We can, however, address the question of what should be done regarding the employee’s group health plan benefits. Specifically, the continuation of group health plan benefits during workers’ compensation depends on whether FMLA must be offered or the terms of the plan.

FMLA
FMLA applies to private employers with 50 or more employees for each working day in 20 or more workweeks in the current or preceding calendar year. It also applies to all public agencies and local educational agencies no matter the size (including public school boards, as well as public and private elementary and secondary schools). An eligible employee who is absent due to their own serious health condition is eligible for up to 12 weeks of unpaid leave. An eligible employee is one who has worked for the employer for at least 12 months, has worked at least 1,250 hours in the last 12 months, works within a 75-mile radius of 49 other employees, and has suffered a serious health condition. Note that an employee’s location for purposes of the 75-mile radius rule is the office to which the employee reports (which is an important distinction given the number of employees currently working remotely).

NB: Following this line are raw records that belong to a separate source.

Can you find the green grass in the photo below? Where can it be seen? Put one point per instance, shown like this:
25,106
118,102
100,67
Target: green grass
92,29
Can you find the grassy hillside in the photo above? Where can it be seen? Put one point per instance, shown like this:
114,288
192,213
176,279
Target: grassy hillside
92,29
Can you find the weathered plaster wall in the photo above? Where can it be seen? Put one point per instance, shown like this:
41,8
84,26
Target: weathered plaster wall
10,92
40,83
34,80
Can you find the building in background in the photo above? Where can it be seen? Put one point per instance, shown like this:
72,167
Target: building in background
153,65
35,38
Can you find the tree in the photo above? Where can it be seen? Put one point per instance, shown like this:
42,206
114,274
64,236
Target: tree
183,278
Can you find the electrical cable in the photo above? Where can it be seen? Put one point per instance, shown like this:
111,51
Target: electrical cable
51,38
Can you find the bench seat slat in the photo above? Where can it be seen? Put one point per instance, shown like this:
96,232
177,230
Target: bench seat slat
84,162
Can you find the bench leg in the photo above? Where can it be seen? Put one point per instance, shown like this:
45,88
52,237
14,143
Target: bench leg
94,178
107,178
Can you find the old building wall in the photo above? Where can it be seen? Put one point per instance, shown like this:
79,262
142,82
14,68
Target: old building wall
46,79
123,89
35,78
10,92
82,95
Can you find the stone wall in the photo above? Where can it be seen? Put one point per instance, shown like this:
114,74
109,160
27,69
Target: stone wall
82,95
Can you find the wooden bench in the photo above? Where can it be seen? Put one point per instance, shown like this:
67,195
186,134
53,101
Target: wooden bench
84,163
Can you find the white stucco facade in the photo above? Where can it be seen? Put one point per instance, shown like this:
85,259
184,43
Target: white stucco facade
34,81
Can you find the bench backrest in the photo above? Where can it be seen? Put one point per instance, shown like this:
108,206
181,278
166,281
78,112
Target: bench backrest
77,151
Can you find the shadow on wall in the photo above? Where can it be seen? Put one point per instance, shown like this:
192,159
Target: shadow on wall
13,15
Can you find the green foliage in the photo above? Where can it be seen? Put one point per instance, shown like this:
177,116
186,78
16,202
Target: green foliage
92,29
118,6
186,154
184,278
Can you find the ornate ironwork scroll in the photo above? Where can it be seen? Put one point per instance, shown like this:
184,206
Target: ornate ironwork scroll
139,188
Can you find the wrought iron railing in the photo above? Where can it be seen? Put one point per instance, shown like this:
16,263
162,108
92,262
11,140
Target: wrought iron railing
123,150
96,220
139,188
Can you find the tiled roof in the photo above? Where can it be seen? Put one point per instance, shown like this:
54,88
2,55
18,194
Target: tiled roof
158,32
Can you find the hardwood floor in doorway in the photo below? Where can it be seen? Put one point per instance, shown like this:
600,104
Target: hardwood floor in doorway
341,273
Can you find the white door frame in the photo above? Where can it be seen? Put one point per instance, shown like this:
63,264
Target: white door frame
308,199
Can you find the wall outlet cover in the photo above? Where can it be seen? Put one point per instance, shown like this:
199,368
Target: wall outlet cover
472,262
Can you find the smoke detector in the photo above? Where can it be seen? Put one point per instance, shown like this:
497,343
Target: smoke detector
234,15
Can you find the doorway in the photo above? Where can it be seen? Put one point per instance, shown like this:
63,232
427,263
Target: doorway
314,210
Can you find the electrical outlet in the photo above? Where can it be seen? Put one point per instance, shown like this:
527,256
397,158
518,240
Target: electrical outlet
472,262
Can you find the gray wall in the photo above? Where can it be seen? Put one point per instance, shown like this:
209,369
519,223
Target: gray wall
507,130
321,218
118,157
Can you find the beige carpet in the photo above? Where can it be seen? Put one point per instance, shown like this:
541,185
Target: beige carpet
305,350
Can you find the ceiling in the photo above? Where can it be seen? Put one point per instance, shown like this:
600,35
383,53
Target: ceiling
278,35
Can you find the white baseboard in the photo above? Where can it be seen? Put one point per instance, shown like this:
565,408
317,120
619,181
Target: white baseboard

Importantly, FMLA applies any time an eligible employee is absent from work due to a serious health condition — even if that condition is work-related. This means that an employee who takes leave under workers’ compensation would be eligible for FMLA if the injury for which they are taking leave is a serious health condition, and they work for an employer that is subject to FMLA and are otherwise eligible under FMLA’s eligibility rules.

While on FMLA, the employer must give the employee an opportunity to continue benefits under the same conditions as if the employee were still actively at work. An employee only must pay their normal contribution amount. If active employees contribute to the cost of coverage, an employee on FMLA would as well. If the FMLA leave is paid, then the deduction would be taken as normal. If the leave is unpaid, other arrangements must be made for the premium. For employees who continue their coverage during an unpaid FMLA leave, the following payment options may be provided: prepay, pay-as-you-go and catch-up. The employee may also choose to discontinue coverage during FMLA.

Plans should be mindful of COBRA requirements too. For an FMLA leave, the qualifying event for COBRA would be a reduction of hours and would be triggered if the employee does not return at the end of the 12-week FMLA leave period. The event date would be the last day of the FMLA leave. Even if the coverage was terminated during the leave (for failure to pay premiums), COBRA is still not offered until the end of the 12-week leave period.

Non-FMLA
If FMLA does not apply (either because the employer is not subject to it or the employee is not eligible), then coverage should be terminated according to the employer’s and carrier’s policy for inactive employees on unpaid leave (typically 30-60 days). If active employees must work a certain number of hours per week to remain eligible, and there is no special provision for inactive employees on non-FMLA leave, then an employee on leave due to a work-related injury should be terminated from coverage if that threshold is not met. Then, depending on the circumstances, COBRA or state continuation would be offered for the reduction of hours.

PPI Benefit Solutions does not provide legal or tax advice. Compliance, regulatory and related content is for general informational purposes and is not guaranteed to be accurate or complete. You should consult an attorney or tax professional regarding the application or potential implications of laws, regulations or policies to your specific circumstances.